O isolamento da ilha não influenciou apenas a língua, mas também o modo de vida. Até 1938, o local não tinha eletricidade e o serviço de balsa só começou em 1957. Isso permitiu que a comunidade permanecesse amplamente alheia às mudanças no mundo exterior, preservando seu modo de vida tradicional, cultura e dialeto.
Uma língua em perigo
O dialeto Ocracoke, Hoi Toider, é facilmente reconhecível por sua fonética característica. Por exemplo, o som "I" é pronunciado como "oi", que transforma "high tide" em "hoi toide", a origem do nome do dialeto. Além disso, o vocabulário inclui palavras e frases herdadas dos primeiros colonos britânicos e irlandeses, como "mommuck" (incomodar), "quamish" (tonto) e "pizer" (varanda).
Além disso, muitos termos foram trazidos da Europa, mas outros surgiram dentro da ilha, como "meehonkey", um jogo de esconde-esconde inspirado no som de gansos voando. Há também "dingbatter", um termo que os moradores usam para se referir a forasteiros. O problema? Com a chegada da televisão, da internet e do turismo, foi acelerado um possível desaparecimento do Hoi Toider. De acordo com o linguista Dr. Walt Wolfram, menos da metade dos 676 habitantes atuais da ilha falam com o sotaque tradicional, e dentro de uma ou duas gerações ele pode desaparecer completamente.
Vivendo de costas para tudo
Além do idioma, a comunidade de Ocracoke continua a preservar um modo de vida único e autossuficiente. Não há grandes supermercados ou redes de lojas na área, então os moradores dependem de pequenas lojas locais, mercados de artesanato e pesca.
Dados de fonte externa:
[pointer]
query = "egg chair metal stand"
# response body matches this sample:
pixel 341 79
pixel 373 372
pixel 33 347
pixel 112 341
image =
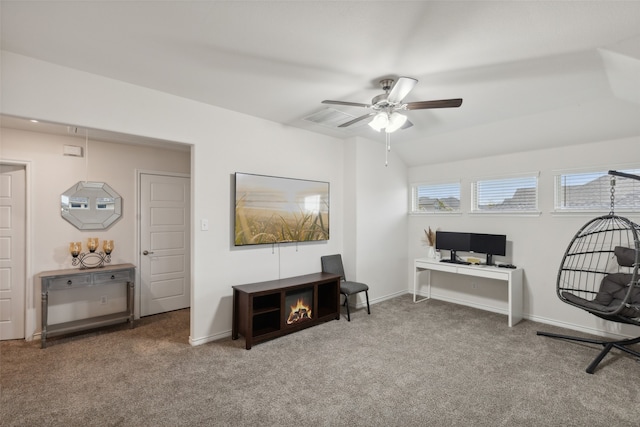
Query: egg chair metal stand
pixel 599 274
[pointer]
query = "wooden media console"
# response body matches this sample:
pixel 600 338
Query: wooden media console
pixel 267 310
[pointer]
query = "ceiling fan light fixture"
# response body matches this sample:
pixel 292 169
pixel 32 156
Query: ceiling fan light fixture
pixel 396 121
pixel 379 121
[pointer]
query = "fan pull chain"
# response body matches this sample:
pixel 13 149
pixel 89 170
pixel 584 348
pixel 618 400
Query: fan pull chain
pixel 613 190
pixel 387 149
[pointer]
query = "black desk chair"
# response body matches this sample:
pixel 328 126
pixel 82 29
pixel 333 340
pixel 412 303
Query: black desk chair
pixel 333 264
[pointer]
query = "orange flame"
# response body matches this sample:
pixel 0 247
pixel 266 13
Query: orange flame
pixel 299 312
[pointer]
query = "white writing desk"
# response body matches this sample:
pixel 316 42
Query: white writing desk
pixel 513 277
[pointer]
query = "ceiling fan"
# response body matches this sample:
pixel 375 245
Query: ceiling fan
pixel 386 106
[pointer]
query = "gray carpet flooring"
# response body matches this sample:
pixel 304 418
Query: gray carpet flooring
pixel 426 364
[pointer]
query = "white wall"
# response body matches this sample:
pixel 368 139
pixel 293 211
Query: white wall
pixel 537 242
pixel 378 218
pixel 52 173
pixel 223 142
Em vez de cinemas, há grupos de teatro ao ar livre, e muitos moradores ainda trabalham como pescadores, carpinteiros e donos de pequenas cervejarias.
O cenário é tão singular que uma das tradições culinárias mais emblemáticas é o bolo de figo, criado em 1964 quando um morador substituiu as tâmaras de um bolo por figos em conserva. Hoje, o bolo faz parte da identidade local, e todo mês de agosto é celebrado o Festival do Figo, com concursos de panificação, danças e jogos tradicionais como meehonkey.
O ponto crucial: mudar ou não
Ocracoke continua a atrair novos moradores e turistas, o que gerou um debate sobre o futuro de sua identidade cultural. Alguns temem que a chegada de forasteiros dilua os costumes locais, enquanto outros veem o crescimento como uma evolução natural, semelhante à diversidade que os primeiros colonos trouxeram para a ilha.
Seja como for, o que parece claro é que a comunidade de Ocracoke continua sendo um exemplo cada vez mais raro de solidariedade e tradição. Estranhamente, as pessoas ajudam umas às outras e, embora o dialeto possa desaparecer, o espírito da ilha permanece intacto. "As palavras podem mudar, mas o significado por trás delas seguirá o mesmo", dizem os locais.